Kamilah Forbes, the newly appointed executive producer for the Apollo Theater, will be spearheading the show, and though her resume alone makes her a top choice (she served as associate director for "A Raisin In The Sun" on Broadway), she has a more intimate connection to the work: she's actually in the book, as "Aunt Kamilah." Forbes attended Howard University with Coates and Prince Jones, whose unjustified death at the hands of Prince George County police in 2000 ripped through Coates' understanding of the world.

Between The World and Me, Coates' second full-length book, which won the National Book Award and was a finalist for the Pulitzer Prize, is structured as a letter to his 14-year-old son, Samori.
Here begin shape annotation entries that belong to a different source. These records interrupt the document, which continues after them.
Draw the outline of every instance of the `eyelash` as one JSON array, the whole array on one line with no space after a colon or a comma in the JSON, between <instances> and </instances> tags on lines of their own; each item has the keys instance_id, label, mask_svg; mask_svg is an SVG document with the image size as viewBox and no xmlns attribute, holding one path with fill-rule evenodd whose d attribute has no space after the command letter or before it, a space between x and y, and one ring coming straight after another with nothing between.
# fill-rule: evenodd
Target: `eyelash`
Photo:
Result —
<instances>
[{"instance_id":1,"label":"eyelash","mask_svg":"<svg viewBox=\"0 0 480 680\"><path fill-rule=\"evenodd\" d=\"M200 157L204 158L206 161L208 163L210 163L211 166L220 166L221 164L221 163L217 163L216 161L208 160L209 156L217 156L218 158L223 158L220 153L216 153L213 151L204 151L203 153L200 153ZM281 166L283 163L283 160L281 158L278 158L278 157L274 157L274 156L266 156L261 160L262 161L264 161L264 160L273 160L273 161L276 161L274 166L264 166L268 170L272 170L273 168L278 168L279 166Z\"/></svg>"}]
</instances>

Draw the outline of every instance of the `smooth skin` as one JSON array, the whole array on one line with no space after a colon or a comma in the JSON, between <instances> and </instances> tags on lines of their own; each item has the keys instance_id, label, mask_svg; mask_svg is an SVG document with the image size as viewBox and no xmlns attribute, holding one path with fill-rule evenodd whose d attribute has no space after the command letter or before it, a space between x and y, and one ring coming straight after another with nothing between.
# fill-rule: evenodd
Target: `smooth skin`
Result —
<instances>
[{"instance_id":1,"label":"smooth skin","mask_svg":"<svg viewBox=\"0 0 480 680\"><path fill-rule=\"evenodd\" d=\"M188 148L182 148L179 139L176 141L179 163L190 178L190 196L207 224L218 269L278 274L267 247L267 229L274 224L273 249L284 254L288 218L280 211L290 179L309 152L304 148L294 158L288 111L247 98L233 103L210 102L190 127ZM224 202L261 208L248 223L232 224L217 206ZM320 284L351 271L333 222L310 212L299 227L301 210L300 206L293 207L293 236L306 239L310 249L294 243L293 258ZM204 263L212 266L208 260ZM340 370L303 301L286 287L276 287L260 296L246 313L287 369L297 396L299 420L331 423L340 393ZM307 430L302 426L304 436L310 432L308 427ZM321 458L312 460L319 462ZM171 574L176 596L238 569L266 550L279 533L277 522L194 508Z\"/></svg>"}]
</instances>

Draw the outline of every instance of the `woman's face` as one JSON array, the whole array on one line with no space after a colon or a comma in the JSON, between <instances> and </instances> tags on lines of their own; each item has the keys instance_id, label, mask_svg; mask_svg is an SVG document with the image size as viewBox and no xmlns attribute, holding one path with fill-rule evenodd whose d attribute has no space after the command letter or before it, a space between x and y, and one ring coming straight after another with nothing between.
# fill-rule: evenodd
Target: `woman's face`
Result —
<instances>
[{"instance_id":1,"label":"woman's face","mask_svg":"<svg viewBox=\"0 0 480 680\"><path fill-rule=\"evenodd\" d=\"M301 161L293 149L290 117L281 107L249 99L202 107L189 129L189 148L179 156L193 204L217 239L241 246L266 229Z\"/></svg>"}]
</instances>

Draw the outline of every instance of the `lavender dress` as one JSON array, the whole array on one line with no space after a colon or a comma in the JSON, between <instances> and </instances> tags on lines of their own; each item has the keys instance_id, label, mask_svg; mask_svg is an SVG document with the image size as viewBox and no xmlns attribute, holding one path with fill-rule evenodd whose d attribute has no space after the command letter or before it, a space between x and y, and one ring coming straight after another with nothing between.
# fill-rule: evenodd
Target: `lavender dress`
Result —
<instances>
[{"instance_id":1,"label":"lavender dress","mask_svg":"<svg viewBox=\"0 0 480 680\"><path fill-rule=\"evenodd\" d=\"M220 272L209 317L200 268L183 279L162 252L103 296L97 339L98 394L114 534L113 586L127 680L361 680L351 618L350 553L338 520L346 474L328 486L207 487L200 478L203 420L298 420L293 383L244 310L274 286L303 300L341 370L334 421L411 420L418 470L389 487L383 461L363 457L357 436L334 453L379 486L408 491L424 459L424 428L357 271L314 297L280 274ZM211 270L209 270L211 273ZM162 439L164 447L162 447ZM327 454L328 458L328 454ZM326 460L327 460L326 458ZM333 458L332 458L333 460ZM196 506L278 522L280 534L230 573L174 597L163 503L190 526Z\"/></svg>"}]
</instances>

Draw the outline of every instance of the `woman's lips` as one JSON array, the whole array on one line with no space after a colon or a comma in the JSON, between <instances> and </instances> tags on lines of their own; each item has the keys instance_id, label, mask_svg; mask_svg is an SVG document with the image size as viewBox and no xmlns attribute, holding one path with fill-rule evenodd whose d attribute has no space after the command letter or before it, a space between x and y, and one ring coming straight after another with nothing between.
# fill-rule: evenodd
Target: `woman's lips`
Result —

A sort of companion to The Beautiful Struggle, Between The World and Me offers a pared down illustration of Coates' childhood in Baltimore, and explores the life and death of Prince Jones, as both a personal tragedy, as well as an embodiment of systematic violence against the Black community.

Between the World and Me by Ta-Nehisi Coates, $12, Amazon

The book explores how a Black man can raise a Black son in today's United States, where cultural shifts - Coates notes that he did not grow up knowing “what it means to grow up with a black president, social networks, omnipresent media, and black women everywhere in their natural hair” - are still colored by the omnipresent violence of racism.

The show is set to open next April, though run dates have yet to be specified, and hopes to translate what is, at its core, a solitary action (reading a book) into a collective experience.

“There’s a mix of everyday folks and celebrity voices,” said Forbes to The New York Times. “One night is going to be vastly different from the next.” Coates himself will also be involved, offering "creative guidance" and potentially even appearing onstage.